Suherman, C.DAI., M.A., M.Pd

Riwayat Pendidikan : S.1 Fakultas Dirosat Islamiyyah UIN Syarief Hidayatullah Jakarta S.2 Dirosat Islamiyyah SPS UIN Syarief Hidayatullah Jakarta S.2 Pendidi...

Selengkapnya
Navigasi Web
Bolehkah Zakat Fitrah Pakai Uang ?
hal ini kita bisa mengacu kepada apa yang ditetapkan oleh Darul Ifta` Mesir, dimana yang dijadikan patokan dalam menentukan nominal uangnya tetap kadar zakat fitrah menurut mazhab Syafi’iyyah yaitu bahan makanan yang dominan di sebuah negeri

Bolehkah Zakat Fitrah Pakai Uang ?

Ini masalah klasik yang selalu baru (قديم متجدد). Di setiap Ramadan, terutama di paruh terakhir, masalah ini akan selalu diangkat, dan perdebatan ‘lama’ pun akan kembali muncul. Maka, ketika menulis tentang ini, sebenarnya saya tidak menyampaikan sesuatu yang baru. Namun, karena tidak semua orang yang bisa merujuk kepada sumber-sumber mu’tamad, boleh jadi ada beberapa hal baru yang akan didapatkannya dari tulisan ini.

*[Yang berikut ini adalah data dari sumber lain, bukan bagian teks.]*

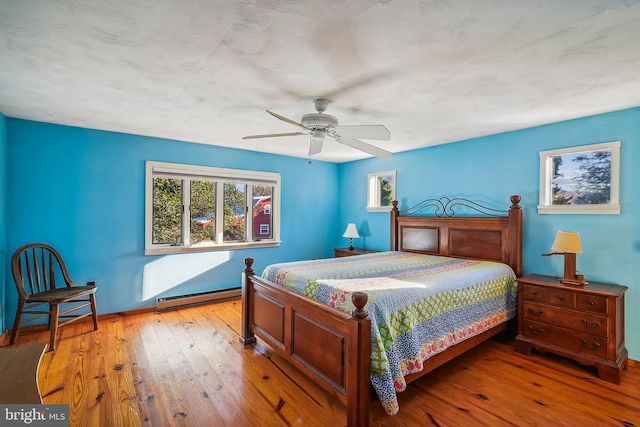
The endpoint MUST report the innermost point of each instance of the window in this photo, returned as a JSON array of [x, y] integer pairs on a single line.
[[198, 208], [381, 191], [580, 179]]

Sebelum itu, ada baiknya kita sampaikan satu kaidah utama dalam menyikapi perbedaan pendapat para ulama, terutama para imam mazhab. Kaidah itu adalah:

اتفاقهم حجة قاطعة واختلافهم رحمة واسعة

“Kesepakatan mereka (para ulama) menjadi dasar yang bersifat pasti, sementara perbedaan pendapat di antara mereka menjadi rahmat yang melapangkan.”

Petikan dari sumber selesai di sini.